Re: in_compat_syscall() on x86
From: Andy Lutomirski
Date: Mon Jan 04 2021 - 18:12:44 EST
> On Jan 4, 2021, at 2:36 PM, David Laight <David.Laight@xxxxxxxxxx> wrote:
>
> From: Eric W. Biederman
>> Sent: 04 January 2021 20:41
>>
>> Al Viro <viro@xxxxxxxxxxxxxxxxxx> writes:
>>
>>> On Mon, Jan 04, 2021 at 12:16:56PM +0000, David Laight wrote:
>>>> On x86 in_compat_syscall() is defined as:
>>>> in_ia32_syscall() || in_x32_syscall()
>>>>
>>>> Now in_ia32_syscall() is a simple check of the TS_COMPAT flag.
>>>> However in_x32_syscall() is a horrid beast that has to indirect
>>>> through to the original %eax value (ie the syscall number) and
>>>> check for a bit there.
>>>>
>>>> So on a kernel with x32 support (probably most distro kernels)
>>>> the in_compat_syscall() check is rather more expensive than
>>>> one might expect.
>>
>> I suggest you check the distro kernels. I suspect they don't compile in
>> support for x32. As far as I can tell x32 is an undead beast of a
>> subarchitecture that just enough people use that it can't be removed,
>> but few enough people use it likely has a few lurking scary bugs.
>
> It is defined in the Ubuntu kernel configs I've got lurking:
> Both 3.8.0-19_generic (Ubuntu 13.04) and 5.4.0-56_generic (probably 20.04).
> Which is probably why it is in my test builds (I've just cut out
> a lot of modules).
>
>>>> It would be muck better if both checks could be done together.
>>>> I think this would require the syscall entry code to set a
>>>> value in both the 64bit and x32 entry paths.
>>>> (Can a process make both 64bit and x32 system calls?)
>>>
>>> Yes, it bloody well can.
>>>
>>> And I see no benefit in pushing that logics into syscall entry,
>>> since anything that calls in_compat_syscall() more than once
>>> per syscall execution is doing the wrong thing. Moreover,
>>> in quite a few cases we don't call the sucker at all, and for
>>> all of those pushing that crap into syscall entry logics is
>>> pure loss.
>>
>> The x32 system calls have their own system call table and it would be
>> trivial to set a flag like TS_COMPAT when looking up a system call from
>> that table. I expect such a change would be purely in the noise.
>
> Certainly a write of 0/1/2 into a dirtied cache line of 'current'
> could easily cost absolutely nothing.
> Especially if current has already been read.
>
> I also wondered about resetting it to zero when an x32 system call
> exits (rather than entry to a 64bit one).
>
> For ia32 the flag is set (with |=) on every syscall entry.
> Even though I'm pretty sure it can only change during exec.

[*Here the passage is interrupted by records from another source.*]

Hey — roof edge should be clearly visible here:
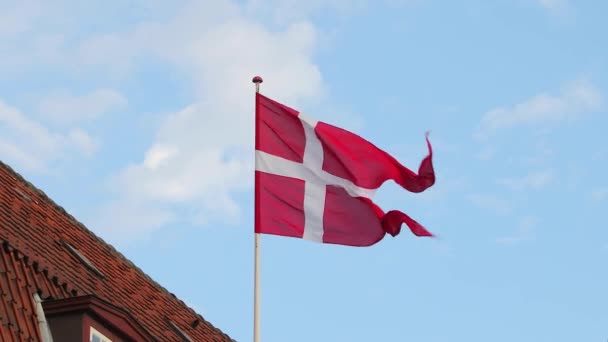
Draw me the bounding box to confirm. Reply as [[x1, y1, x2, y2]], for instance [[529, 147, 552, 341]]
[[0, 159, 233, 340]]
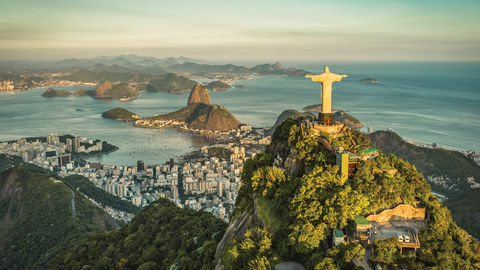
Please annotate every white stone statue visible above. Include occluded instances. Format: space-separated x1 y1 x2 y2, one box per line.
305 66 347 123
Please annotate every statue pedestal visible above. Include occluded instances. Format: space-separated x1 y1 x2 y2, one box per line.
312 122 346 137
318 113 335 125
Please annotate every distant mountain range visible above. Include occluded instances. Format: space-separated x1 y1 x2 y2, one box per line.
56 54 201 68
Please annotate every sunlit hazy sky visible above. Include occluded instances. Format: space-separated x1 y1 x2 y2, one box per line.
0 0 480 61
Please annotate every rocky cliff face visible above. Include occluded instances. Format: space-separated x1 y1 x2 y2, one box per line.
187 84 212 106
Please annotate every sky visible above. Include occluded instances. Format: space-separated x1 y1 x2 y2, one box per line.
0 0 480 62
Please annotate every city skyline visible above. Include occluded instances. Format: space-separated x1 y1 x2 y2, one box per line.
0 0 480 62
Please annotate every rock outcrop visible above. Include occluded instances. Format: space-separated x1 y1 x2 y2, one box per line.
333 111 363 129
93 80 138 100
93 80 113 97
266 110 313 136
150 84 241 131
205 81 232 91
187 84 212 106
42 87 72 97
102 108 140 122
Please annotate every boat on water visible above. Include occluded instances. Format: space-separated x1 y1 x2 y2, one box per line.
0 91 15 95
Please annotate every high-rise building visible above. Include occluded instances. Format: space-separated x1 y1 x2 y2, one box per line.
58 154 72 167
73 137 80 153
218 181 223 197
66 138 73 152
137 160 145 172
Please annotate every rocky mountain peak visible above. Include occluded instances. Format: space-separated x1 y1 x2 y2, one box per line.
187 84 212 105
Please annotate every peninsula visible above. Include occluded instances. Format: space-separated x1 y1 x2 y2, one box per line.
42 80 138 101
102 84 241 138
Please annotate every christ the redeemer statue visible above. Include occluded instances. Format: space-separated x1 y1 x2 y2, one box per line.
305 66 347 125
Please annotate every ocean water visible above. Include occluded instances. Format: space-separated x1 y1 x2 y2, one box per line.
0 62 480 164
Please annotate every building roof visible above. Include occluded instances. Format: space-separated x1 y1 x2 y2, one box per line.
358 148 378 154
353 216 370 225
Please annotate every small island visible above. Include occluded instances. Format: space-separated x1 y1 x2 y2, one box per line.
93 80 138 101
42 87 72 97
145 73 197 94
205 81 232 91
360 78 378 83
333 111 363 129
102 84 241 138
102 108 140 122
42 80 138 101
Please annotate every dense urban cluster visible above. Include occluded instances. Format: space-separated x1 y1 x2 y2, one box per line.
0 130 270 221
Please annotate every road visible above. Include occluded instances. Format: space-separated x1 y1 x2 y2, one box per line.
72 190 77 218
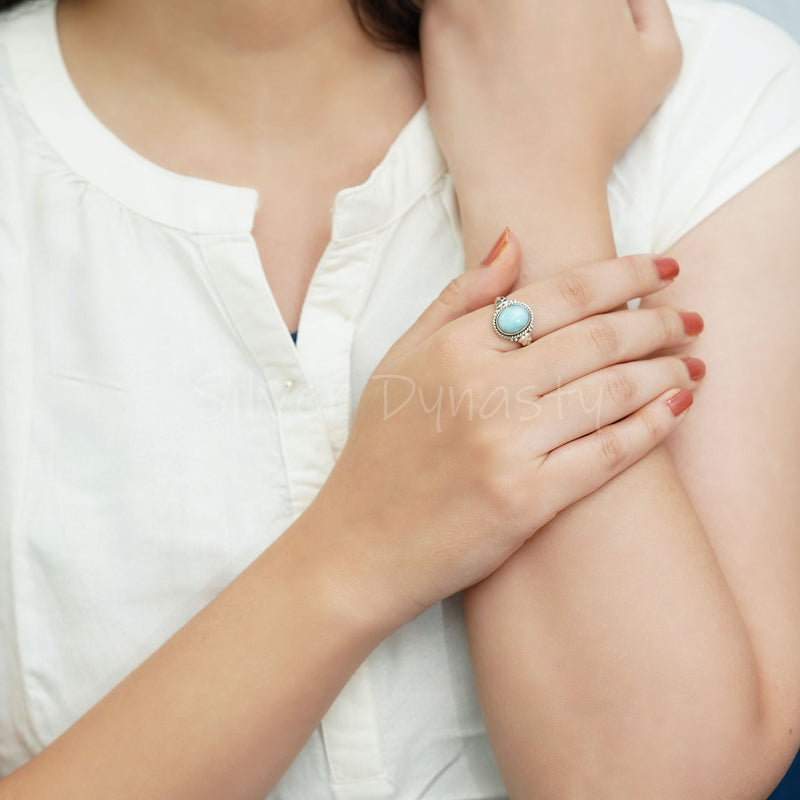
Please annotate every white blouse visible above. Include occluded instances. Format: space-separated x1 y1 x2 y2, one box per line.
0 0 800 800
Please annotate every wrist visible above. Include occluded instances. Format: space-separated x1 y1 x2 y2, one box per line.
456 171 615 284
281 496 412 657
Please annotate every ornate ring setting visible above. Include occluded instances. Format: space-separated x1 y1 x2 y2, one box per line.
492 297 533 347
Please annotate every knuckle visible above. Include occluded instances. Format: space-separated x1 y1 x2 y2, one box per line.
625 255 657 290
597 428 627 471
606 370 637 406
588 318 619 357
557 270 593 311
655 307 683 342
640 408 664 447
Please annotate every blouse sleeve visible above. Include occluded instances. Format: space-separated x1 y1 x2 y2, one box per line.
609 0 800 252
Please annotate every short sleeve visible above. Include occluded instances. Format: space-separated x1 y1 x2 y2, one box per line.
609 0 800 252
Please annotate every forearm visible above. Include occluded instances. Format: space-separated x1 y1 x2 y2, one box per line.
456 184 759 798
0 520 382 800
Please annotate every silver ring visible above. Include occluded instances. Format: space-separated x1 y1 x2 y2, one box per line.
492 297 533 347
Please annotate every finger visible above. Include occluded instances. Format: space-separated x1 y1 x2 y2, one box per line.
462 250 679 352
520 306 703 395
531 356 705 453
389 228 521 357
541 388 693 516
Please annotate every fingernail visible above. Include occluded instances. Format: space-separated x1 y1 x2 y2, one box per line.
653 257 681 281
481 228 511 267
667 389 694 417
678 311 705 336
681 356 706 381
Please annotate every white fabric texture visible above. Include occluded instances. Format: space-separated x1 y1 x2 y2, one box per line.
0 0 800 800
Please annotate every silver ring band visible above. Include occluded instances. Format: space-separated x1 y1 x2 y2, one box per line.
492 297 533 347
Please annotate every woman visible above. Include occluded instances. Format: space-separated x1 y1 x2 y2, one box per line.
0 0 798 798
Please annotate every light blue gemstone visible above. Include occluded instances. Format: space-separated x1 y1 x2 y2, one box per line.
497 304 531 336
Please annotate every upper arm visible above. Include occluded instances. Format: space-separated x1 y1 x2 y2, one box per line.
651 152 800 752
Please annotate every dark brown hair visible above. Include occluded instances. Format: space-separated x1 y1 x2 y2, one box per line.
0 0 421 50
350 0 421 50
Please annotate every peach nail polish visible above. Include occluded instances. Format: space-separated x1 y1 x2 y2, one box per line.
681 356 706 381
653 258 681 281
678 311 705 336
667 389 694 417
481 228 511 267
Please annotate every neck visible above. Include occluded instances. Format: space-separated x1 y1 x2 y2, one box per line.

It can change for every syscall. I have tests that do this.
>
>>> What's the point, really?
>>
>> Before we came up with the current games with __copy_siginfo_to_user
>> and x32_copy_siginfo_to_user I was wondering if we should make such
>> a change. The delivery of compat signal frames and core dumps which
>> do not go through the system call entry path could almost benefit from
>> a flag that could be set/tested when on those paths.
>
> For signal delivery it should (probably) depend on the system call
> that setup the signal handler.
I think it has worked this way for some time now.
> Although I'm sure I remember one kernel where some of it was done
> in libc (with a single entrypoint for all hadlers).
>
>> The fact that only SIGCHLD (which can not trigger a coredump) is
>> different saves the coredump code from needing such a test.
>>
>> The fact that the signal frame code is simple enough it can directly
>> call x32_copy_siginfo_to_user or __copy_siginfo_to_user saves us there.
>>
>> So I don't think we have any cases where we actually need a flag that
>> is independent of the system call but we have come very close.
>
> If a program can do both 64bit and x32 system calls you probably
> need to generate a 64bit core dump if it has ever made a 64bit
> system call??
I think core dump should (and does) depend on the execution mode at the time of the crash.
It’s worth noting that GCC’s understanding of mixed bitness is horrible.